Disappointment reverberated in her voice, but Kaede wondered if he imagined the trace of wistful nostalgia mixed in.
“I am with you, Mother,” he said, reaching out for her hand. Encouraged that she did not pull away, he continued, “Trust me to do what is right for our people.”
“You no longer want to take control of the Dragon clan,” she sighed.
“I want peace,” Kaede repeated.
She raised her brow at him. “And what of Abigail? Have you confessed how you have deceived her, played on her affections?”
Conflicting emotions swirled inside him. He thought of Abigail, hanging over the chasm of death. Though it was out of ignorance, he had given her the offending flowers. And she remained assured of his mutual affection for her before the curse fell. If Alethea’s plan worked, he would be forced to confront her with the truth.
Alethea. He felt a pang in his breast when he thought of her. Failing Abigail shamed him. But failing Alethea—the thought crippled him inside.

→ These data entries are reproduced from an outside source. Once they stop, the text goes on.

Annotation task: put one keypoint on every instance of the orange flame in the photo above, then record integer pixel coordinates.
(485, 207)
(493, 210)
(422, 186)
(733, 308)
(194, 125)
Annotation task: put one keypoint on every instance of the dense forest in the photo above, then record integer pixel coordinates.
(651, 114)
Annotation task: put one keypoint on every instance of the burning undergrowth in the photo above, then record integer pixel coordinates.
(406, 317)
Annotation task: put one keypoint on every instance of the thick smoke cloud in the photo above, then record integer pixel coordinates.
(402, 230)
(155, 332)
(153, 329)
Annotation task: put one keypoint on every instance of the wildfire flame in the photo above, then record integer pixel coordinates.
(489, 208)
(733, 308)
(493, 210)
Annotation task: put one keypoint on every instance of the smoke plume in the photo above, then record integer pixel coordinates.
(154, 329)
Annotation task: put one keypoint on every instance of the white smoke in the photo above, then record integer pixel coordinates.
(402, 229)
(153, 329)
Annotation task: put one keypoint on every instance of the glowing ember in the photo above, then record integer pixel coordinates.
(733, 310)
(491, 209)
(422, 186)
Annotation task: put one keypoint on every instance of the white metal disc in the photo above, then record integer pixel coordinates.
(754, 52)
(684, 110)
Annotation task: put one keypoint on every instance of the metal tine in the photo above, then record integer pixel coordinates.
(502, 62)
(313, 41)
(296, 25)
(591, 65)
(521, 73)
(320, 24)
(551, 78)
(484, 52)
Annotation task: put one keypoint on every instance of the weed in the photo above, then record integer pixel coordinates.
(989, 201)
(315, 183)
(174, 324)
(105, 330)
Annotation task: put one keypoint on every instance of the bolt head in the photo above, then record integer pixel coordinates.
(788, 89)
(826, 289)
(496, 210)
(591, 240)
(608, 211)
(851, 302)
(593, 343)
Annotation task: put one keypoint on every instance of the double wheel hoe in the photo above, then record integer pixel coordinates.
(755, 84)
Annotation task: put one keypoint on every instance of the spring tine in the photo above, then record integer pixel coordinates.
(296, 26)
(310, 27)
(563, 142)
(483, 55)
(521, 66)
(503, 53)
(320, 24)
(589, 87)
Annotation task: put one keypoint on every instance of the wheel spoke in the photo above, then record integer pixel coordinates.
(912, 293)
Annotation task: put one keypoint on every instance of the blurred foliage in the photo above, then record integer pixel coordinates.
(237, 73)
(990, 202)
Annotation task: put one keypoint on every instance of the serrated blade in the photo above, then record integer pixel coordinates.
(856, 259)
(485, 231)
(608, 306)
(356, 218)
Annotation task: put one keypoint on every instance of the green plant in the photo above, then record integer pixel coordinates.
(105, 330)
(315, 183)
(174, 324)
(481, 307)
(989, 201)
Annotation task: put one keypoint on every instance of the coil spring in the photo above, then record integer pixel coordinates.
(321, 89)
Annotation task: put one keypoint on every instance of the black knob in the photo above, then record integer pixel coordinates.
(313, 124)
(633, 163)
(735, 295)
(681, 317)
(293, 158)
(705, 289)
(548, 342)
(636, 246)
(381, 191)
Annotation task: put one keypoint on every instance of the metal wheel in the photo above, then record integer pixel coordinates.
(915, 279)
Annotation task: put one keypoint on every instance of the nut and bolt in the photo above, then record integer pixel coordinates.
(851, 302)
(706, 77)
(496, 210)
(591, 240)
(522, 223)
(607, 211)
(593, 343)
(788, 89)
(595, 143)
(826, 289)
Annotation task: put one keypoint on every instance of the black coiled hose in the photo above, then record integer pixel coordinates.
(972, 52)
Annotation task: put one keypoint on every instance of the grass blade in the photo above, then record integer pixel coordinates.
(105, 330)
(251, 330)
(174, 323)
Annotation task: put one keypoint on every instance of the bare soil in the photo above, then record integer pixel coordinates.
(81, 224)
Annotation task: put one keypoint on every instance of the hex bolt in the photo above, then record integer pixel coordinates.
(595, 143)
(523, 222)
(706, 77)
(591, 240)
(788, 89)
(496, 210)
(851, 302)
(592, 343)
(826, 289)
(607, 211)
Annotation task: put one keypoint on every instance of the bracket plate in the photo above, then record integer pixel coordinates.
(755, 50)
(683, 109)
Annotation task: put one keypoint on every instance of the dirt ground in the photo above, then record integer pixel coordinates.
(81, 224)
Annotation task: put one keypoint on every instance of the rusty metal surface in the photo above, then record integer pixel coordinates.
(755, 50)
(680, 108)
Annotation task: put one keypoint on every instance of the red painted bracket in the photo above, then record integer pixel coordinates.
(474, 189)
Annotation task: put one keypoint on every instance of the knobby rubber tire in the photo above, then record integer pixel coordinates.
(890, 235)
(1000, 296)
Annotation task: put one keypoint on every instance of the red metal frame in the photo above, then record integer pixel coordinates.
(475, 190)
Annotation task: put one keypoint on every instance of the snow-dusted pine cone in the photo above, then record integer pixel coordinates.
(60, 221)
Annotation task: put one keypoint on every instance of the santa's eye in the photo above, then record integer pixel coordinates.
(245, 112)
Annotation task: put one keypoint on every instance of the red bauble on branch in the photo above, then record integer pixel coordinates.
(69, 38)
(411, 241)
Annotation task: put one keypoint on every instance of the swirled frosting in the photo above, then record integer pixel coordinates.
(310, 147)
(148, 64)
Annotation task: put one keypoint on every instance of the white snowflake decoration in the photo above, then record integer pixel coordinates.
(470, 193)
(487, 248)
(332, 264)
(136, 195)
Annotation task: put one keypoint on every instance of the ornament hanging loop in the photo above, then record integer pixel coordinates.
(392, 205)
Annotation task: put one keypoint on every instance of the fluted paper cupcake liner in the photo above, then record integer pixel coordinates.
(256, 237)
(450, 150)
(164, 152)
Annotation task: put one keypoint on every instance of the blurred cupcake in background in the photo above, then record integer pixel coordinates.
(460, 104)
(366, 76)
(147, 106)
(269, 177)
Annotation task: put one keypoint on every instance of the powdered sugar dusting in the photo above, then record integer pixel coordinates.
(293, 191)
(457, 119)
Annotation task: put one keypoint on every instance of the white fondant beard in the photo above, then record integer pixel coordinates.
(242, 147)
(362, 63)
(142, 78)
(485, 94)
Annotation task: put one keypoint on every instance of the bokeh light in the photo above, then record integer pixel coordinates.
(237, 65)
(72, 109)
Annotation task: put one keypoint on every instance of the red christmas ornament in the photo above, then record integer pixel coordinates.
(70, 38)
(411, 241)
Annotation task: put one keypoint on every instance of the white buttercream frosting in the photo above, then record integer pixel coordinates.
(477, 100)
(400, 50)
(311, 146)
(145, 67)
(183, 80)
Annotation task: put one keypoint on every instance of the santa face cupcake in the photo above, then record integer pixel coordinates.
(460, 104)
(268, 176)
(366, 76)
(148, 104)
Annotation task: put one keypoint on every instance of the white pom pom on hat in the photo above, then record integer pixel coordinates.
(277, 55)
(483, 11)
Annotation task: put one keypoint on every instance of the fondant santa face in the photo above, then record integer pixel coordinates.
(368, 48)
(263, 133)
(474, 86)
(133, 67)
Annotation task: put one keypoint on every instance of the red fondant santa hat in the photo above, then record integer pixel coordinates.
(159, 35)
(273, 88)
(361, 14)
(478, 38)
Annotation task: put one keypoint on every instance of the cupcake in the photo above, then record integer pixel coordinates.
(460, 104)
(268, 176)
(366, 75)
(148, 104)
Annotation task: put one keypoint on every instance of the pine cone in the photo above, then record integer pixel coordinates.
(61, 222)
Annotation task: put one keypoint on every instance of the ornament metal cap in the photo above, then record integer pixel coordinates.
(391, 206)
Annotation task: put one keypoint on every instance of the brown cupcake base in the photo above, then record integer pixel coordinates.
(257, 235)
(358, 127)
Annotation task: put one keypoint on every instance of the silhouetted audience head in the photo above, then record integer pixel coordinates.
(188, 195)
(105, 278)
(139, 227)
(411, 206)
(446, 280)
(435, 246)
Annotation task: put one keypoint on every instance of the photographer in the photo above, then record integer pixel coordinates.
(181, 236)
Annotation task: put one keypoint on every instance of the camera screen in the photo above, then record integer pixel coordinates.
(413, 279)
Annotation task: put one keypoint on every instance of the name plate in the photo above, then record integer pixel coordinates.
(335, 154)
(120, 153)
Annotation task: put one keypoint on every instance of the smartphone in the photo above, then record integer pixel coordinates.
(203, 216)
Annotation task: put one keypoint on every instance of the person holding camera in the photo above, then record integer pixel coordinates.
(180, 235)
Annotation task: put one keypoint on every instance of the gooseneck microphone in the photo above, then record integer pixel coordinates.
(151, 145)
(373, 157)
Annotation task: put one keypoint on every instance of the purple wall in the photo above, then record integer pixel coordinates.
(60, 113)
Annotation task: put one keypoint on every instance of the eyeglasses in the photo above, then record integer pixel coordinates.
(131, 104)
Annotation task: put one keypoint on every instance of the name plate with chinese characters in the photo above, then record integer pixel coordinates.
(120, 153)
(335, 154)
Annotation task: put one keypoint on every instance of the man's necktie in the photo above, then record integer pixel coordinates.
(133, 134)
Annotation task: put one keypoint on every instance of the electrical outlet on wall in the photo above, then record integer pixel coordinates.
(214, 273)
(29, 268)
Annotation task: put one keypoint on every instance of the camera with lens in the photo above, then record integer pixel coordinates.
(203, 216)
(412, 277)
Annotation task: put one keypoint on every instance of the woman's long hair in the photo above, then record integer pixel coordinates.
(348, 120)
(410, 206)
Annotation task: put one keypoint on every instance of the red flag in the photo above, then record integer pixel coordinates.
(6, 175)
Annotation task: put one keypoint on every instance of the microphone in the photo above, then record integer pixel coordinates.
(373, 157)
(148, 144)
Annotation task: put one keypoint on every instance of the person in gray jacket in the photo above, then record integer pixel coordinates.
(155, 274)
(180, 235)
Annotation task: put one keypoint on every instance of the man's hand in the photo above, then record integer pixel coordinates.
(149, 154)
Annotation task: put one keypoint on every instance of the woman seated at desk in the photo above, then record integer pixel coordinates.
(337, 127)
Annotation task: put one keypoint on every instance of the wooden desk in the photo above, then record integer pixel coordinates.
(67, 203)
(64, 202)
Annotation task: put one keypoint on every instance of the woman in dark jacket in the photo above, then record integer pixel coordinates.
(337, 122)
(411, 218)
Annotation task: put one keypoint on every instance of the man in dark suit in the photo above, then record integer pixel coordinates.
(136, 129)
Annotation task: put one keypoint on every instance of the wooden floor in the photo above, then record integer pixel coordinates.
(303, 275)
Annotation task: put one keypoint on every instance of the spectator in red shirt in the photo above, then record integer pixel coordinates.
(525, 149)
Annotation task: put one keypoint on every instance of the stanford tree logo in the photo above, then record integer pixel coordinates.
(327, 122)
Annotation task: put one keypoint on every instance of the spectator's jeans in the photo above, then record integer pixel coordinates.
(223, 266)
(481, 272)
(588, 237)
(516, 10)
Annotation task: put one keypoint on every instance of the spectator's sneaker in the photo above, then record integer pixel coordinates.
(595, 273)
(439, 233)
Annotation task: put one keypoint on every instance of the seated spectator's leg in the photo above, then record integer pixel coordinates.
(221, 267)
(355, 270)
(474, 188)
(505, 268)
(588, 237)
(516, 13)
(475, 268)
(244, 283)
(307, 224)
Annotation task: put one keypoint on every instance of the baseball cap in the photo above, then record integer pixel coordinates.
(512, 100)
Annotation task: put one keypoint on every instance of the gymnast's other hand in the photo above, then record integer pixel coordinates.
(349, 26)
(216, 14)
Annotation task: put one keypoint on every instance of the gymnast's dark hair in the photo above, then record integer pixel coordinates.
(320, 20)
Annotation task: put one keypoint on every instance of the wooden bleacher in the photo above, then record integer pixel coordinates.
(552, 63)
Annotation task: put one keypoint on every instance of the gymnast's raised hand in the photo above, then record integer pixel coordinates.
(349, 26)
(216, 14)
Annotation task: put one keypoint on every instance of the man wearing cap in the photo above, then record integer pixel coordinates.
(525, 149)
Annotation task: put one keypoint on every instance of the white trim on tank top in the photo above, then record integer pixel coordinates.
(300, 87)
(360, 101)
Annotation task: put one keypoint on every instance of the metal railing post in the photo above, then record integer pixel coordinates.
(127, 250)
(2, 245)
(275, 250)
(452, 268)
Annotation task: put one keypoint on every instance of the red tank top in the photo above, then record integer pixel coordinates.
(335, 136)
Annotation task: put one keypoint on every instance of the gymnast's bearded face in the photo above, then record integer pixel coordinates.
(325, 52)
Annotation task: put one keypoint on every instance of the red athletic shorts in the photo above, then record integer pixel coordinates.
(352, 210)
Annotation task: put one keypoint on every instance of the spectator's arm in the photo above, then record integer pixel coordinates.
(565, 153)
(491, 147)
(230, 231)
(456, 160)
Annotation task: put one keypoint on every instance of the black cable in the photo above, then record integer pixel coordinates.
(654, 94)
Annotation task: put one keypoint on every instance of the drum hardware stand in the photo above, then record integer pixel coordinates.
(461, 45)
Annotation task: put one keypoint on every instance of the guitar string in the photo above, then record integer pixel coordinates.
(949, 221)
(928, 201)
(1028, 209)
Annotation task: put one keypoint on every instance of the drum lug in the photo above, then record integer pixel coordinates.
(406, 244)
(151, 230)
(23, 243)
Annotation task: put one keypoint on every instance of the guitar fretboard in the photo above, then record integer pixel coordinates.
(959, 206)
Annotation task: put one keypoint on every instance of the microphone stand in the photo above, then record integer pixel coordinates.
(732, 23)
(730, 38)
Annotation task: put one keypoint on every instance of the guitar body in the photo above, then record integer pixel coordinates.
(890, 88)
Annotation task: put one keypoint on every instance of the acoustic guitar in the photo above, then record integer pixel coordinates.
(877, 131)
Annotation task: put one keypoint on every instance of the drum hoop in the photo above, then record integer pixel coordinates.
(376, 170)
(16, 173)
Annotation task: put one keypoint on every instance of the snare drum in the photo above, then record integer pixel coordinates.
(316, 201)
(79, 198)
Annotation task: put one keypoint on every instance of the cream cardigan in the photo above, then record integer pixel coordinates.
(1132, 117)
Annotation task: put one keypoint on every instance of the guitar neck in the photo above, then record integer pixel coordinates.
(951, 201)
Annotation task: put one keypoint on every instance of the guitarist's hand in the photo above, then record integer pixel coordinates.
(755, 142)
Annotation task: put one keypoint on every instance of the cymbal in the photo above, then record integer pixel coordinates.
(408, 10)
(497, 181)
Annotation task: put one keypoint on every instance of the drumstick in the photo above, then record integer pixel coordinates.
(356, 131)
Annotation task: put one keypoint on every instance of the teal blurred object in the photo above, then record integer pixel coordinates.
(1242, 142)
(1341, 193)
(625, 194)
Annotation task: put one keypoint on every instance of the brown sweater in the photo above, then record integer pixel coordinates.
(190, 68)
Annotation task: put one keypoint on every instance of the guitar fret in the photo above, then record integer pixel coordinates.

A part of him longed to share his quandary with his mother and seek her advice. But she would not share his concern for Alethea. If she learned the truth of the curse, Kaede shuddered to think what she might plot. Meike valued the prospering of the Sparrows far above the lives of the Dragons. One girl certainly could not win her sympathy and halt her determination. That knowledge burned a bitter hole inside him.
“So you have not.” A tone of knowing satisfaction ran through her voice.
“I will make it right.”
Kaede infused his words with confidence in spite of his misgivings. He would make it right. For his clan, for Abigail, and for Alethea. There was nothing else he could do.